BERLIN.— On the arrival of the express train from Berlin at Wirballen on the Russian frontier today, a passenger was arrested, and Nihilist documents were discovered in his trunks. This is the third Nihilist arrest within the fortnight. The Berlin police have received information from Petersburg of numerous revolutionists having recently left France. They are now maintaining from Berlin a vigorous agitation against the Tsar's Government. From London, too, the whereabouts of several suspects have been reported. In most cases the Berlin authorities are powerless to effect arrests, but they always supply full information to Russia, so that suspicious characters are always detained in passing the frontier.
ANARCHY ADVANCING
The Kreuzzeitung, which is unusually well-informed in Russian affairs, expresses the opinion that one of the immediate consequences of the triumph of Japan will be a general rising of the Russian peasants against their landlords, and of the army against the aristocracy. The same paper declares that revolutionary agents of Social Democratic tendencies have long been systematically poisoning the minds of the people.
He turned back to THE GATHERING OF THE STORM, and read the ominous paragraph again. "Warning enough, in all conscience," he said: "first, the Public Prosecutor assassinated at Odessa, then the Chief of Secret Police of Petersburg, then the Procurator of the Holy Synod; and now a hekatombe, sovereign, royalty, aristocracy, government, bureaucracy, all annihilated, and Anarchy in excelsis. France will take fire at any minute now, that's absolutely certain. Oh, how horrible!

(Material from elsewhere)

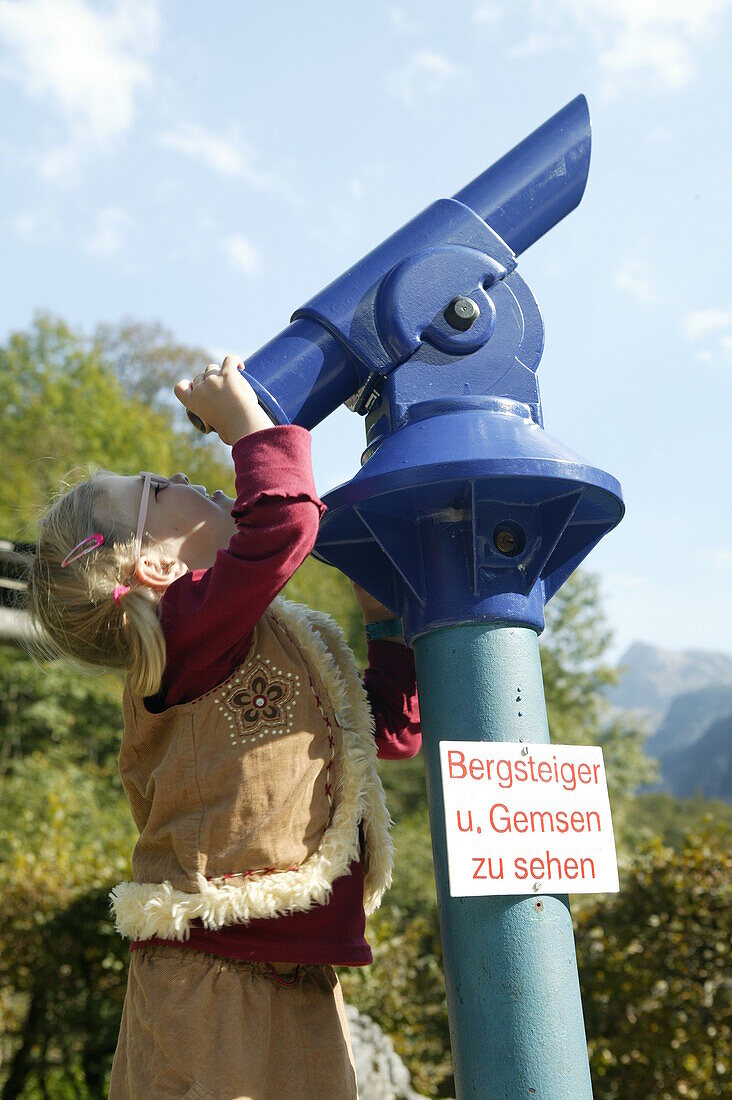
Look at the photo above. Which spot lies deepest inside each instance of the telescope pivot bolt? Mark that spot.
(509, 539)
(461, 314)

But we're all Christians, Flavio; and this is only one of the many funny ways in which we love one another."
He rose and went to the window. The yellow cat deliberately stretched himself, yawned, and followed; and proceeded to carry out a wonderful scheme of feints and ambuscades in regard to a ping-pong ball which was kept for his proper diversion. The man looked on almost lovingly. Flavio at length captured the ball, took it between his fore-paws, and posed with all the majesty of a lion of Trafalgar Square. Anon he uttered a little low gurgle of endearment, fixing the great eloquent mystery of amber and black velvet eyes, tardy, grave, upon his human friend. No notice was vouchsafed. Flavio got up; and gently rubbed his head against the nearest hand.
"My boy!" the man murmured; and he lifted the little cat on to his shoulder. He went downstairs. He could not work; and he was going to take an easy; and he wanted a novel, he said to his landlady. He feared that he had read all the books in the house. Yes, and those in the drawing-room too. After a quarter of an hour, application to a neighbour produced three miserable derelicts, a nameless sixpenny shudder, a Braddon, and an Edna Lyall. Not to seem ungracious, he took them upstairs; and pitched them into a corner, to be returned upon occasion. That salient trait of his character, the desire not to be ungracious, the readiness to be unselfish and self-sacrificing, had done him incalculable injury. This world is infested by innumerable packs of half-licked cubs and quarter-cultivated mediocrities who seem to have nothing better to do than to buzz about harassing and interfering with their betters. Out of courtesy, out of kindness, he was used to give way; but all the same he tenaciously knew and clung to his original purpose. He knew that delay was his enemy: yet he invariably would stand aside and let himself be delayed. And now towards the end of his youth, he was poor, lonely, a misanthropic altruist.